Answer:
[tex]y = 1 - x^2[/tex]
Step-by-step explanation:
we're given three points (0,1),(1,0) and (-1,0). and and equation of a parabola
[tex]y = a + bx + cx^2[/tex]
we can plug in each of the coordinates, and 3 equations
(x,y) = (0,1)
[tex]1 = a + b(0) + c(0)^2[/tex]
[tex]a=1\quad\quad\Rightarrow A[/tex]
(x,y) = (1,0)
[tex]0 = a + b(1) + c(1)^2[/tex]
[tex]a + b + c=0\quad\quad\Rightarrow B[/tex]
(x,y) = (-1,0)
[tex]0 = a + b(-1) + c(-1)^2[/tex]
[tex]a - b + c=0\quad\quad\Rightarrow C[/tex]
These are are three equations, well we can simultaneously solve them to find the values of a, b and c.

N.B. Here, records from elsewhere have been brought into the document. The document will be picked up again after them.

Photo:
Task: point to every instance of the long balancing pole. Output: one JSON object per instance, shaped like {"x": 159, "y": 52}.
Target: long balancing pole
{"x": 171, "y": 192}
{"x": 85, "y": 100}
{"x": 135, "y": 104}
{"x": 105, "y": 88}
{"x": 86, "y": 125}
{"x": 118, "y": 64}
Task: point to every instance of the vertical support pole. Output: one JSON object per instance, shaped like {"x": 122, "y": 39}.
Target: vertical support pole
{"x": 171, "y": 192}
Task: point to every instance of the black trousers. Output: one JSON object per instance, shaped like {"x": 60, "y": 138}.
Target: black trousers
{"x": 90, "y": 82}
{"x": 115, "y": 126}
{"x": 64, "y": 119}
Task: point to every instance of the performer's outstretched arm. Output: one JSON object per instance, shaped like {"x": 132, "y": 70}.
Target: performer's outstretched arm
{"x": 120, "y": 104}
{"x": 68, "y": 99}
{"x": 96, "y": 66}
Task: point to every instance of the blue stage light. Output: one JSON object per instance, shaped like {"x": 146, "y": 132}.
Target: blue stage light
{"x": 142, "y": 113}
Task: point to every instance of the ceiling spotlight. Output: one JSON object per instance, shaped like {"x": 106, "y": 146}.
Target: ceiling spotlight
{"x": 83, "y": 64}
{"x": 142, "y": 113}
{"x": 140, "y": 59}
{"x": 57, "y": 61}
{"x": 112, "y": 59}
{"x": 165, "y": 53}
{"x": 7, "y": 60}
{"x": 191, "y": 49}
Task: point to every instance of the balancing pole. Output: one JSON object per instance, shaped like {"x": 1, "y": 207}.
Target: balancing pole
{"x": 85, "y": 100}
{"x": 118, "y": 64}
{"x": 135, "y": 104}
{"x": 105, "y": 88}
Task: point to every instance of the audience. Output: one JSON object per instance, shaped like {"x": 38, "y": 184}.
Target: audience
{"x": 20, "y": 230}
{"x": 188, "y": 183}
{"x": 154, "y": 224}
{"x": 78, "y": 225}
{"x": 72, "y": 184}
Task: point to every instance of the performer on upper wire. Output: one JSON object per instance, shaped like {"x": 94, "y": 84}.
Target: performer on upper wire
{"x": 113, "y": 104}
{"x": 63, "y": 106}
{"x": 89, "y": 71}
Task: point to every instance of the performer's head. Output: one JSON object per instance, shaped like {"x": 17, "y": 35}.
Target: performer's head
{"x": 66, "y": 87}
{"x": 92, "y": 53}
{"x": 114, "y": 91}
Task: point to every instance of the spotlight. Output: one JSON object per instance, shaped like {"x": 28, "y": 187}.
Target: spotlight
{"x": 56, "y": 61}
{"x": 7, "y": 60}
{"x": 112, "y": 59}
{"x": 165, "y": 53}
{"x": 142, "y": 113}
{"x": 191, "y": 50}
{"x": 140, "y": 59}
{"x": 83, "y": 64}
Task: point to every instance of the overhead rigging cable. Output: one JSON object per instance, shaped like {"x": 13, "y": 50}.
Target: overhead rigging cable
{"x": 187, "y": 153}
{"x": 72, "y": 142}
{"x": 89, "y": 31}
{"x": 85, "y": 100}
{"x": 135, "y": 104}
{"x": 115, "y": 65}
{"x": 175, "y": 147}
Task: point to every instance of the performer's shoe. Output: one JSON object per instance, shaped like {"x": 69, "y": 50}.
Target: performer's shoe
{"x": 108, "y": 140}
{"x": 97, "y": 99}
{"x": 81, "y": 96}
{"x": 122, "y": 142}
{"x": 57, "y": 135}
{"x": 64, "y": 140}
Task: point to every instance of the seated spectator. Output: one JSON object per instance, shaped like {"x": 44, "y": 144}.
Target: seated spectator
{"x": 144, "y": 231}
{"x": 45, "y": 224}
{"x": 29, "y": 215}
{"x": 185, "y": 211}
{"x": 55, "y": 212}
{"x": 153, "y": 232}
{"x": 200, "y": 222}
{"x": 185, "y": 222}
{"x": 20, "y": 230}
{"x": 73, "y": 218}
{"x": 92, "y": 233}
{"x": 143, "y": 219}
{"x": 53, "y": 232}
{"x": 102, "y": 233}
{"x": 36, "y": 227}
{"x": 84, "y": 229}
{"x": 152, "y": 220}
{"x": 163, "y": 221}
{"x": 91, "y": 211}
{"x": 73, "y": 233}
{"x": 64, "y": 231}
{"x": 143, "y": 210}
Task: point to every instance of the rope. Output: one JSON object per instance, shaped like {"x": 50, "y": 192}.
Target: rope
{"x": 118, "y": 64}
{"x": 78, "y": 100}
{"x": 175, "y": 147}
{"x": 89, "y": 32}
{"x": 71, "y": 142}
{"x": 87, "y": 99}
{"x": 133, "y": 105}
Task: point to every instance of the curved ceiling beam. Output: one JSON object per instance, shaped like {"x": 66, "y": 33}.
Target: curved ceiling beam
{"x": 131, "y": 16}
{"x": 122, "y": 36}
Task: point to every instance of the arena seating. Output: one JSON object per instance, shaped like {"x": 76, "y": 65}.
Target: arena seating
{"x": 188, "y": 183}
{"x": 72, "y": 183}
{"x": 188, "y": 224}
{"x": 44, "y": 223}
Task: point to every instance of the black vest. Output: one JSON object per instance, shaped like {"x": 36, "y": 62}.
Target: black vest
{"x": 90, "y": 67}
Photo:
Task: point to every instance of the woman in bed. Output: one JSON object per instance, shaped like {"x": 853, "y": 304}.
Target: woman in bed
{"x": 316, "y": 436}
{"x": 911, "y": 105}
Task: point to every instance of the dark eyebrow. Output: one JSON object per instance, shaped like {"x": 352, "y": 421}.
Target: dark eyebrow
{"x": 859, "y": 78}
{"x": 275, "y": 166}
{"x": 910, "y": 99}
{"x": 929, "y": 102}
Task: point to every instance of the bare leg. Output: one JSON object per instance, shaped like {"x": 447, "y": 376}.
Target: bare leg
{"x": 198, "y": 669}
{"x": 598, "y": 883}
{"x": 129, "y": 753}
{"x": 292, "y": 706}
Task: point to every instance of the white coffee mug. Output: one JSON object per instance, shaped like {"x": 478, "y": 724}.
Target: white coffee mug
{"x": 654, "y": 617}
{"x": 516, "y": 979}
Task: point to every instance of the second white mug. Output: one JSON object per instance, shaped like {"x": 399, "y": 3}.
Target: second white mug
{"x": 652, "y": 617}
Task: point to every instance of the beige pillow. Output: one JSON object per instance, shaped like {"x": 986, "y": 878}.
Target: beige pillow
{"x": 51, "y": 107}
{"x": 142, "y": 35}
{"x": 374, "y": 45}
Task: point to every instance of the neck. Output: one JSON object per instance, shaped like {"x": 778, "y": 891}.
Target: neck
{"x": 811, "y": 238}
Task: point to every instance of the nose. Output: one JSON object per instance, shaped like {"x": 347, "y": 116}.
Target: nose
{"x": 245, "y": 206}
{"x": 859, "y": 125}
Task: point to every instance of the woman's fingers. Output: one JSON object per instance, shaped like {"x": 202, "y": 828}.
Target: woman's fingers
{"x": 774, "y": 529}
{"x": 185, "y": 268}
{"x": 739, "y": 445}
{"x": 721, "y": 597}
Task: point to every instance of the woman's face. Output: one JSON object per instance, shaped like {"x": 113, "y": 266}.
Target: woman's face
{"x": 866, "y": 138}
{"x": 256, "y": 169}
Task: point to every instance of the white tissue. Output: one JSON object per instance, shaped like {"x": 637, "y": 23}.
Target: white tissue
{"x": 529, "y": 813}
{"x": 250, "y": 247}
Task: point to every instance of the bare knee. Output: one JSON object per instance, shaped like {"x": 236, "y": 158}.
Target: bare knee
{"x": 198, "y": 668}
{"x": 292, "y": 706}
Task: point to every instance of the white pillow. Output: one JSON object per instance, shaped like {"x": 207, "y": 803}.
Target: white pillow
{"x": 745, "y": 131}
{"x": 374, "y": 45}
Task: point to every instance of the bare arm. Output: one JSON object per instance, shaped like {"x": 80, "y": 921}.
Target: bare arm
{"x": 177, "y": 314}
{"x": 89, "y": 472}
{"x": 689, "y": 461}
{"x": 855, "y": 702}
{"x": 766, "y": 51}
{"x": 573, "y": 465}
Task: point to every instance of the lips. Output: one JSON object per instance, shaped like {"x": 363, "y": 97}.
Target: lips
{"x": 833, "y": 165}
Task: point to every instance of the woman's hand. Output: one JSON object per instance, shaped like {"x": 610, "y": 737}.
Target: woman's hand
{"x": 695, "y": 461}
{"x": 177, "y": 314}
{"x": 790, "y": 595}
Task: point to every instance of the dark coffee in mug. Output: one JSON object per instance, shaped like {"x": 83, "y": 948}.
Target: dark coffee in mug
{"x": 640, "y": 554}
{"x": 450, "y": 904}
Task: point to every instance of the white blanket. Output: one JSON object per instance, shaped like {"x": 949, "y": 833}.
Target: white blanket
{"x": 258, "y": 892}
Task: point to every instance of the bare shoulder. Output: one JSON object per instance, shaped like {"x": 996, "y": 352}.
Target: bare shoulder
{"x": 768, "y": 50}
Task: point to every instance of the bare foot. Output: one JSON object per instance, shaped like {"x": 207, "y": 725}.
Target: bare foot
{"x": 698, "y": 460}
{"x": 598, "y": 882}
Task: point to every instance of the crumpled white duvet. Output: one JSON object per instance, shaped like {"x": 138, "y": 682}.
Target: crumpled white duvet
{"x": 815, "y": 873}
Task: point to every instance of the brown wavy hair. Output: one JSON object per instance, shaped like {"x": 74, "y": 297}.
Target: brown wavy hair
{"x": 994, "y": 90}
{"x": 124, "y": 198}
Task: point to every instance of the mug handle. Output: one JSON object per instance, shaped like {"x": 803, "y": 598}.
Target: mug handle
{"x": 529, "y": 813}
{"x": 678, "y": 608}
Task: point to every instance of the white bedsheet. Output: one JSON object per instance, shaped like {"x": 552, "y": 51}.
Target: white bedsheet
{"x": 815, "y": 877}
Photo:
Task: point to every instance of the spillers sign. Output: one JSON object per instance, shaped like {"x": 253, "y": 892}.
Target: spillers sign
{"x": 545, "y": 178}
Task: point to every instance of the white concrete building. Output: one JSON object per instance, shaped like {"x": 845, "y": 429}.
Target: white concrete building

we already found that, a = 1. so we plug this value in the rest of the equations. we'll use equation B.
[tex]a + b + c=0[/tex]
[tex]1 + b + c=0[/tex]
[tex]b=-1-c[/tex]
we can substitute this value of b and a = 1, equation C
[tex]a - b + c=0[/tex]
[tex]1 -(-1-c) + c=0[/tex]
[tex]1 +1+c + c=0[/tex]
[tex]2+2c=0[/tex]
[tex]c=-1[/tex]
we can use this value of c back in b
[tex]b=-1-(-1)[/tex]
[tex]b=0[/tex]
hence our equation of the 2-degree polynomial will be:
[tex]y = a + bx + cx^2[/tex]
[tex]y = 1 + (0)x + (-1)x^2[/tex]
[tex]y = 1 - x^2[/tex]
and this polynomial indeed passes through all the points (0, 1), (1, 0), and (-1, 0).
And since these are the only solutions to the simultaneous equation we solved (i.e. we have single values of a,b and c). there's no other possibility.